July 15, 2008
By Leonard Klie Editor, Speech Technology and CRM magazines
Features

Good Enough for the G-Men

In the mid-1950s, U.S. and British intelligence constructed an underground tunnel into East Berlin to tap into the communications of the Soviets. The nearly 15-foot tunnel, located about 20 feet below ground, ended at a telephone junction where three crucial phone lines came together. Inside the tunnel, CIA operatives listened in on everything from top-level talks between Moscow and the Soviet embassy to military barracks chatter. In the 11 months that the tunnel was active, the CIA recorded about 500,000 calls on 50,000 tapes. CIA translators and analysts worked around the clock on the data collected, most of which was useless or undecipherable.
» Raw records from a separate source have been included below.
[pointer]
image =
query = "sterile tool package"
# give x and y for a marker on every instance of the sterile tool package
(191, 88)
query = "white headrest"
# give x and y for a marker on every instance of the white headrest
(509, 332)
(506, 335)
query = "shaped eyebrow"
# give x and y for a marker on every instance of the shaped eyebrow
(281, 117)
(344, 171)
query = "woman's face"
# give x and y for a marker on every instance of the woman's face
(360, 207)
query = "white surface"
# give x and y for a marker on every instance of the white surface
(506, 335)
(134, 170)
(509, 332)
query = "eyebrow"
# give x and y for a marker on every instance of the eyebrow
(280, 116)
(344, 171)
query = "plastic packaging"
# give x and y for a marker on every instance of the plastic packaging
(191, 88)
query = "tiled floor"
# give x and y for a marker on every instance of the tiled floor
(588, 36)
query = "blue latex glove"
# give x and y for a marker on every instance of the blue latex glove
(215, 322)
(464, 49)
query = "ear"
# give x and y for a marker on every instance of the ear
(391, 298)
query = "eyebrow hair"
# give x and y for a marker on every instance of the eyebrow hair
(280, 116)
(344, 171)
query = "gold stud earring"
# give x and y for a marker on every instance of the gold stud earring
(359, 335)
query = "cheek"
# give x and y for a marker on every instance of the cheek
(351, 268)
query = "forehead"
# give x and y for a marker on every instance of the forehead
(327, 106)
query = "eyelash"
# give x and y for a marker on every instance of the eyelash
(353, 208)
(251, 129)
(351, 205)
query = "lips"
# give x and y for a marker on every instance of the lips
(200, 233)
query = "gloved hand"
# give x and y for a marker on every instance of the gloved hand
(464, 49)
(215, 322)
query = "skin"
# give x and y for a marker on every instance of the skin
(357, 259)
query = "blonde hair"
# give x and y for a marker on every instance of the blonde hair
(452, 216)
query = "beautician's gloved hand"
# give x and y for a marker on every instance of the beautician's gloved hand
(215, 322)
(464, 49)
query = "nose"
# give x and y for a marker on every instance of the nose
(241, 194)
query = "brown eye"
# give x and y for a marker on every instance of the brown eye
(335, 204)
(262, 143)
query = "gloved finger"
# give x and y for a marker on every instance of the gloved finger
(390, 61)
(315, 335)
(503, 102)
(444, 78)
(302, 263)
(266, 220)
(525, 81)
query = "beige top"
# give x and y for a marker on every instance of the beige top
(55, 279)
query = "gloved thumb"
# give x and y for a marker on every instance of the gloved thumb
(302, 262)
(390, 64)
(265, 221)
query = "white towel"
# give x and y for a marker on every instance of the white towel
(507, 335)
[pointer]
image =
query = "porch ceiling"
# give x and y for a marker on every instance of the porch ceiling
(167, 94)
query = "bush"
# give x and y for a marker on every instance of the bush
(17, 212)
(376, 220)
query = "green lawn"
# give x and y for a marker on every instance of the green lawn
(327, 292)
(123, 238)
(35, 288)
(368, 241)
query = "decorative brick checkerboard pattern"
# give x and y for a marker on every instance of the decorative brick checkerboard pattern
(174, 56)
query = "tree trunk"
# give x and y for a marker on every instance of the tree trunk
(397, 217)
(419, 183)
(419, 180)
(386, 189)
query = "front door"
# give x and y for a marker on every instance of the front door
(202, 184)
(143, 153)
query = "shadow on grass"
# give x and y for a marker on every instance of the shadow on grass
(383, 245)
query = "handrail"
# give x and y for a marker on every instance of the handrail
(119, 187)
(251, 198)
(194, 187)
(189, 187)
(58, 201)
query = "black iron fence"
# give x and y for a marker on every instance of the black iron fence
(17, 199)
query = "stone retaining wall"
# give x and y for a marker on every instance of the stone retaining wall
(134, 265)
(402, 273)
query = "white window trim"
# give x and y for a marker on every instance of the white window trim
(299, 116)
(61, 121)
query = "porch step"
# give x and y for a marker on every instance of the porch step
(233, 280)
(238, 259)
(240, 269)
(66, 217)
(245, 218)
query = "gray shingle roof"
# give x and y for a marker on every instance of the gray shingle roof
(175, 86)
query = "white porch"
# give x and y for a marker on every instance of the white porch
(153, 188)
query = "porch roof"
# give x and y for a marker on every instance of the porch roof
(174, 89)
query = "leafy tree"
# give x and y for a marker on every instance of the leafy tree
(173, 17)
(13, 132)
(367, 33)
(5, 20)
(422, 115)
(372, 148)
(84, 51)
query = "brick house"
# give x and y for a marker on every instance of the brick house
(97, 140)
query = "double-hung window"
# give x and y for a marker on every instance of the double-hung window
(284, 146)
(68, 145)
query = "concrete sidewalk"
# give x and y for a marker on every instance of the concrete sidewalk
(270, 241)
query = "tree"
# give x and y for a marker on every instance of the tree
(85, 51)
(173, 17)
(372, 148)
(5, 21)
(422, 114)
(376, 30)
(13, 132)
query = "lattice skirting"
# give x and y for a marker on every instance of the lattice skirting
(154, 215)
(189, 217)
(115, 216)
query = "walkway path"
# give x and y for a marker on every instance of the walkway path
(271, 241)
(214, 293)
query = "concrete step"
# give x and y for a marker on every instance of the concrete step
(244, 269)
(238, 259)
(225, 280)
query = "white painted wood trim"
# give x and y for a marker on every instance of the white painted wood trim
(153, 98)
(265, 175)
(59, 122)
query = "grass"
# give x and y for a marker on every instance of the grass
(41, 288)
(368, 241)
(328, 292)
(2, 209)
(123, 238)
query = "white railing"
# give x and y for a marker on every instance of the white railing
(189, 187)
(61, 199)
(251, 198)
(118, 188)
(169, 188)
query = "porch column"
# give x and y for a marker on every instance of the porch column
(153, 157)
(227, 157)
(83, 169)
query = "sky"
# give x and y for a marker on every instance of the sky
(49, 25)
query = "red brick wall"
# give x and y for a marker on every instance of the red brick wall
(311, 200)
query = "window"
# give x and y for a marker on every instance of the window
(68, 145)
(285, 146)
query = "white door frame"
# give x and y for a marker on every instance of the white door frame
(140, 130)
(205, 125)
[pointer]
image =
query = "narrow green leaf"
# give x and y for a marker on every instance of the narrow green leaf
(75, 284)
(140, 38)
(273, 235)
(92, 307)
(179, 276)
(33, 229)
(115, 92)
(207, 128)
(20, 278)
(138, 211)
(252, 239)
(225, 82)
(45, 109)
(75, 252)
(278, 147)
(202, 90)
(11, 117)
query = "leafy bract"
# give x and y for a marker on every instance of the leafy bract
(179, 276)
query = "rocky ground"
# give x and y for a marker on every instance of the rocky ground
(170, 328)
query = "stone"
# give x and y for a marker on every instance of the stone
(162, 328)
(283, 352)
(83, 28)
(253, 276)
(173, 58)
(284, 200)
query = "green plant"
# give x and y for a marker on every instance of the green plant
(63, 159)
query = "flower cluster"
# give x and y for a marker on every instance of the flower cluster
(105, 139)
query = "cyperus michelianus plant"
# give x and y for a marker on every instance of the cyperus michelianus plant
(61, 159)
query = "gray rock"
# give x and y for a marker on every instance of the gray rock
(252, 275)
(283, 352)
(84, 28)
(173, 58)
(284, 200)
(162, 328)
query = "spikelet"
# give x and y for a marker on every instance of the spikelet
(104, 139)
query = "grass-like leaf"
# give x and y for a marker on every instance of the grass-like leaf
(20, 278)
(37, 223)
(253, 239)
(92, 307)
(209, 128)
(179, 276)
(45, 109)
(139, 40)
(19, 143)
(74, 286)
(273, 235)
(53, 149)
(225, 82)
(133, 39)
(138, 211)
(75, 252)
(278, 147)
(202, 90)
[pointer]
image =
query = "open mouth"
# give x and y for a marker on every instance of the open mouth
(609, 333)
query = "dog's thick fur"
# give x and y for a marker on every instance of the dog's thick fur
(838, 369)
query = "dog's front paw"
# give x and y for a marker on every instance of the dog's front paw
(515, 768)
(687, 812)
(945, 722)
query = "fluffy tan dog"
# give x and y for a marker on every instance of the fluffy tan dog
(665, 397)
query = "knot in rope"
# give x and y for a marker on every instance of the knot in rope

Though the technologies involved have changed dramatically since then, it’s not hard to envision another team of agents holed up today in an underground bunker somewhere on the border between Afghanistan and Pakistan. Their likely mission: to intercept and listen to voice traffic to locate Osama bin Laden. Spy satellites would feed a constant flow of voice and video data into the bunker, where the agents would also monitor TV and radio broadcasts, telephone calls, and Internet traffic throughout the region. The agents would spend their days wearing headphones huddled around very high-tech listening, eavesdropping, and recording devices. Back at CIA headquarters in Langley, Va., hundreds of highly trained translators, processors, and analysts would comb through the thousands of hours of unstructured audio files collected to gather clues. They would rely heavily on audio search and mining technologies to quickly screen the recordings for words or phrases that might tip them off to a potential threat to U.S. interests and identify the voices of known suspects who would perpetrate such acts.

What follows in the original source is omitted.